Árnason came through the youth systems of KR Reykjavík and Grótta. He spent his senior career in Iceland's lower divisions with Grótta and KV Vesturbær.

== Coaching career ==

Prior to his head coaching career, Árnason coached KR Reykjavík's youth teams from 2007 to 2011.

=== KV Vesturbær ===
Árnason became co-head coach of 2. deild karla club KV Vesturbær in 2011 alongside Páll Kristjánsson. The club won promotion to the 1. deild karla in 2013 before being relegated the following season. Árnason and Kristjánsson were named 2. deild karla Coaches of the Year in 2013.

=== Stjarnan ===

Árnason coached the under-19 team at Stjarnan from 2015 to 2017.

=== Grótta ===
In 2017, Árnason joined Grótta as assistant coach to Óskar Hrafn Þorvaldsson. The club won promotion from the 2. deild karla in 2018 and from the 1. deild karla in 2019, securing promotion to the top division for the first time in the club's history. At the end of 2019, Árnason joined Breiðablik as assistant coach to Þorvaldsson.

=== Breiðablik ===
Árnason served as assistant coach at Breiðablik from 2019 to 2023. He was appointed head coach in October 2023, taking charge of the club's remaining UEFA Conference League group stage matches.
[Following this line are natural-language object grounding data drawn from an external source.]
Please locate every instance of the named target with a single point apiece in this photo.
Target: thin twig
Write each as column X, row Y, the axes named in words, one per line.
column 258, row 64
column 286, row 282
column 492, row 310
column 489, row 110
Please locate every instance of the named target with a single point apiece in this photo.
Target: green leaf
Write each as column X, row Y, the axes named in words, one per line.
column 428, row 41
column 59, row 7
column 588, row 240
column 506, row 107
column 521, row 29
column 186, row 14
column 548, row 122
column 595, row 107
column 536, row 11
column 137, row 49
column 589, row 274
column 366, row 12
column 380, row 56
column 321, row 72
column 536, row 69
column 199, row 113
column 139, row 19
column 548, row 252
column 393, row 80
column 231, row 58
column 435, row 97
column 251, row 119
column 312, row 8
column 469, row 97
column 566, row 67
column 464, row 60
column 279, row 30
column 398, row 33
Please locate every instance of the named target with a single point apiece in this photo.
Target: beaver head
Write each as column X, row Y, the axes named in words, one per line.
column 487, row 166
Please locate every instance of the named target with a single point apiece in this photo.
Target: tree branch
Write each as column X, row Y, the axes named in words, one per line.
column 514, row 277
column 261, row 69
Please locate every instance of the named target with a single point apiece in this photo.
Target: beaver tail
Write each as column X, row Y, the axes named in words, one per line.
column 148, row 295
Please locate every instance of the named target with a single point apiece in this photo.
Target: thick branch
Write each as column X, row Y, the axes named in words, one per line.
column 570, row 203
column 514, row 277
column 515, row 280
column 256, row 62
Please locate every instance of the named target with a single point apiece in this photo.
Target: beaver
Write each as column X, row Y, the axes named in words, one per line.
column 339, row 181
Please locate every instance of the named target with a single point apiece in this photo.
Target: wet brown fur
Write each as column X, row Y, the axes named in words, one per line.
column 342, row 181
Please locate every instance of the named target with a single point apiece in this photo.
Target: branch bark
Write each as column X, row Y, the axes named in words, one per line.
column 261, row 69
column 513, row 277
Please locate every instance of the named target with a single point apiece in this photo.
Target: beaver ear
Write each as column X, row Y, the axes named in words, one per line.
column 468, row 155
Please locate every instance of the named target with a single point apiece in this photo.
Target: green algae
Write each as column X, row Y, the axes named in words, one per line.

In 2024, Breiðablik won the Besta deild karla (Icelandic top division) and the Lengjubikarinn (League Cup). In his debut season, Árnason set a new points record for a debut head coach in the Besta deild karla.

In 2025, the club won the Meistarakeppni KSÍ (Super Cup). They qualified for the league stage of the 2025–26 UEFA Conference League through the play-offs. In August 2025, Árnason extended his contract with the club until 2028.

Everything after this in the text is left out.